In this article, we will once again be running random simulations. We will use a 1:2 risk:reward ratio. Entries will be random based on the target number of trades (500,1500,5000). The strategy will set a profit target 3 *ATR(14) above the closing price and a stop loss 1.5 * ATR(14) below the closing price. The strategy will exit when the first target is hit or end of the day. Whichever comes first. After 100 random simulations we will then average all of the results and produce targets like we did in this article: Testing Setup
Baseline Results for 5,000 trades (Long):
Percent Profitable: 34.18%
Expected Return: -$29,377
Target Percent: 36.86%
Target Return: +$38,493
Baseline Results for 1,500 trades (Long):
Percent Profitable: 34.37%
Expected Return: -$8,587
Target Percent: 40.79%
Target Return: +$36,331
Baseline Results for 500 trades (Long):
Percent Profitable: 34.73%
Expected Return: -$1,886
Target Percent: 45.54%
Target Return: +$26,455
Now we will perform the same simulations to determine the bias for short trades. We are still using a 1:2 risk/reward ratio.

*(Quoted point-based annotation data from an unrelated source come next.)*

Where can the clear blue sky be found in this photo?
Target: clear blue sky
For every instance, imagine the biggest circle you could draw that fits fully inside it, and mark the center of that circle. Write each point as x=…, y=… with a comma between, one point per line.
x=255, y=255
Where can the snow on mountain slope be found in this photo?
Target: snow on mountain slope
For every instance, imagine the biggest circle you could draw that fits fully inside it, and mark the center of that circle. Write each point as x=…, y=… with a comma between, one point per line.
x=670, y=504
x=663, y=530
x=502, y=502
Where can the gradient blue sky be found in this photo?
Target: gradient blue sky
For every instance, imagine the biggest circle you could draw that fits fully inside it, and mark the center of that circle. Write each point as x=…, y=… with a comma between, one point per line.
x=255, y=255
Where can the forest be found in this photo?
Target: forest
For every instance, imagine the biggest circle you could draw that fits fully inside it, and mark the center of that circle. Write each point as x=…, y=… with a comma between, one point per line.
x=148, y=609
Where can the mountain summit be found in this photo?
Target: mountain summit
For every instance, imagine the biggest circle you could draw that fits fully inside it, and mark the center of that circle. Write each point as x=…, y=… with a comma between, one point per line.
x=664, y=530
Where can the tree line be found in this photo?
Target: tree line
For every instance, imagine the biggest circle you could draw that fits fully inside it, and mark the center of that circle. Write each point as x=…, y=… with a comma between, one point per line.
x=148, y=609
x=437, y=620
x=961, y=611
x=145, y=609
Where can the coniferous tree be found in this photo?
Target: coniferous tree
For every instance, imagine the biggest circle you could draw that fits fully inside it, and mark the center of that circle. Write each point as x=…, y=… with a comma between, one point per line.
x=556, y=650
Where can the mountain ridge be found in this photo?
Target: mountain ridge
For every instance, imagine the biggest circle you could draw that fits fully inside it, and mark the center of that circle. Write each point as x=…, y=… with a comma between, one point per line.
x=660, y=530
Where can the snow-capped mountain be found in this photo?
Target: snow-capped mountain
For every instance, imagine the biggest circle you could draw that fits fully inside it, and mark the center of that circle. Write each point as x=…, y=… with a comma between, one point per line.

Baseline Results for 5,000 trades (Short):
Percent Profitable: 32.23%
Expected Return: -$34,763
Target Percent: 34.8%
Target Return: +$33,439
Baseline Results for 1,500 trades (Short):
Percent Profitable: 31.98%
Expected Return: -$11,147
Target Percent: 37.69%
Target Return: +$32,599
Baseline Results for 500 trades (Short):
Percent Profitable: 31.58%
Expected Return: -$4,478
Target Percent: 40.94%
Target Return: +$21,362
Based on these results it is very clear that using a 1:2 risk/reward ratio requires a great entry. I believe the random entries fared so poorly due to all of the noise in the markets. This should serve as a good indicator when comparing edges.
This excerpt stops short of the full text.